I wonder, if perhaps, the reference is to when Jesus descended to the land of the dead (Apostle’s Creed)? Considering that the writer of this prayer is illustrating a world that is reflective of destruction, pain, and non-stop death, I can infer that perhaps this world is very much the land of the dead. Very much, hell. What does it mean to invite God to come here, to invite God to visit hell?

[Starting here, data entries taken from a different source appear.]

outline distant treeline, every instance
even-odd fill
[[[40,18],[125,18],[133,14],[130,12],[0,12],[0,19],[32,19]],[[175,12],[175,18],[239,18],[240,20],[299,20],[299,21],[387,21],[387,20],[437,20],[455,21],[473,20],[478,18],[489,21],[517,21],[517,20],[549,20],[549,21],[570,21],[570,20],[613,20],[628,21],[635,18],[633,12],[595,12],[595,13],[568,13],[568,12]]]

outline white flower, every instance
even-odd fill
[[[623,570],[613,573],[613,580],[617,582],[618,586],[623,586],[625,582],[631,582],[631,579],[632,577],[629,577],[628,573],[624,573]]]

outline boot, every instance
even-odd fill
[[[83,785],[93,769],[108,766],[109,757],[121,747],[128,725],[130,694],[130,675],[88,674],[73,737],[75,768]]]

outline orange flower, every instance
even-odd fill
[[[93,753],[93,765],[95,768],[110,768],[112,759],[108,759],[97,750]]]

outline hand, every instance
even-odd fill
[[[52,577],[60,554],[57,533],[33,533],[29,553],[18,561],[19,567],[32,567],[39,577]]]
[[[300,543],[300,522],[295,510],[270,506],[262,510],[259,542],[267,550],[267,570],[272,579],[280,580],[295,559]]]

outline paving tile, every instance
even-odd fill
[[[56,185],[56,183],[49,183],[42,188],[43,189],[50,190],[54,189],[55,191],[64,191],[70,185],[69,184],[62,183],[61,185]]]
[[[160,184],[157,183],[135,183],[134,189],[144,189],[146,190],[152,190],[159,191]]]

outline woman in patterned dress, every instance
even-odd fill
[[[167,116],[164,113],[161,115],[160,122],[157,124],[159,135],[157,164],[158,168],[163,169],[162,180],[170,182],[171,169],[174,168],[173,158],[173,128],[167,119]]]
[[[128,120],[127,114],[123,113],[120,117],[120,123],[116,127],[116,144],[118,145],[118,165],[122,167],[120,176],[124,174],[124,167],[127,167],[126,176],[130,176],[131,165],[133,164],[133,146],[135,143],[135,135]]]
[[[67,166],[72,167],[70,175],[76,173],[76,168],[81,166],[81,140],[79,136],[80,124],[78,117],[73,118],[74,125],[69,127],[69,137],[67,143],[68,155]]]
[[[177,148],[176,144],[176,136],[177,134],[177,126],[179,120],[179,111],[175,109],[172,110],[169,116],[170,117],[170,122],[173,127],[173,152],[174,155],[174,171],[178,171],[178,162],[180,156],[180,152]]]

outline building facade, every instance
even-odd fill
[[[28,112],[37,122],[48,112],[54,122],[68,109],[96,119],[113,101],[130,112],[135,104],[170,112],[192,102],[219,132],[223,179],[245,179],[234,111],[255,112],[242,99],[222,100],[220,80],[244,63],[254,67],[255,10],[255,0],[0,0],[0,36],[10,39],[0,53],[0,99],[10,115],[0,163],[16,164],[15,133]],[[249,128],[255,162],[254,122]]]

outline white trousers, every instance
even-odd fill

I think the turning point is in the invitation. God is being invited to visit hell to restore humanity by enabling the fallen people to use their own agency in rebuilding the relationships that will flip the world into right order (vv. 17–25). After all, did Jesus not spend three days in the land of the dead, only to rise again? Is this event not the crux of our faith? What did Jesus do, while there in the land of nothing? In the land devoid of breath? He was present. He remained, and when it was time to continue the journey, he returned to the disciples and told them to continue the work. There is an interesting parallel in this prayer in asking God to come here, only to empower us to continue the work ourselves.

It was indeed Ezekiel who prophesied for the breath to enter the bones and bring them back to life (Ez 37:10). God visited, and God was present, and God empowered.

What does it mean for us to set the world right again? It seems that though God is with us, we are encouraged to do the work ourselves. The writer of this prayer is very much aware of the world we live in, is aware that though God is present and witness, that our role is to fix this mess. Very importantly, for the writer, it seems that cleaning up is not enough. For them, and I in agreement, we are to create a world where we can play (v. 25). To play carefree, without fear, constraint, or embarrassment. After all, once you have restored hell, what is there left to be afraid of?